En attendant, Jean-Louis Borloo veut jouer un rôle de fédérateur du centre droit en s'appuyant sur trois piliers.

  • Le premier est la sensibilité "humaniste" de l'UMP, qui entend dorénavant gagner en lisibilité et visibilité.
    D'une part, en relançant le Mouvement démocrate et populaire, animé par Marc-Philippe Daubresse (secrétaire général adjoint de l'UMP), Pierre Méhaignerie, Christian Kert et Fabienne Keller, auxquels pourrait s'agréger le libéral Jean-Pierre Raffarin.
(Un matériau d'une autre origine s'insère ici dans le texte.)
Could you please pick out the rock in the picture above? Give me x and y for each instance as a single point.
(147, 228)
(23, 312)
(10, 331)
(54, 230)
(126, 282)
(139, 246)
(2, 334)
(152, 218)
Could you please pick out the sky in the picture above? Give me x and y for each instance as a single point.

    D'autre part, en créant un "sous-groupe" au sein du groupe UMP à l'Assemblée nationale, susceptible, face à l'aile sécuritaire et à l'aile libérale, de marquer sa différence sur certains votes.
  • Le deuxième pilier est le Parti radical "valoisien". Associée à l'UMP, la structure présidée par Jean-Louis Borloo a décidé de réaffirmer son autonomie : lui-même devrait ainsi confirmer jeudi 9 décembre au soir qu'il n'entend pas rester vice-président du conseil national de l'UMP, dont le bureau sera renouvelé samedi. Ce degré d'autonomie, voire d'indépendance (ce qui ouvrirait la voie à la création d'une "confédération" du centre droit), sera à l'ordre du jour du prochain congrès du Parti radical, en janvier.
  • Le troisième pilier de la stratégie de Jean-Louis Borloo est la "coordination politique" du centre droit, qu'il anime depuis le 16 novembre. Il s'agit en effet d'une initiative transpartisane à laquelle adhèrent notamment Jean-Marie Bockel (président de La Gauche moderne) et une partie du Nouveau Centre (Valérie Létard, Jean-Christophe Lagarde, Maurice Leroy). Une pierre dans le jardin de son président, Hervé Morin, qui ne cache pas son ambition de représenter lui aussi le centre droit à la présidentielle.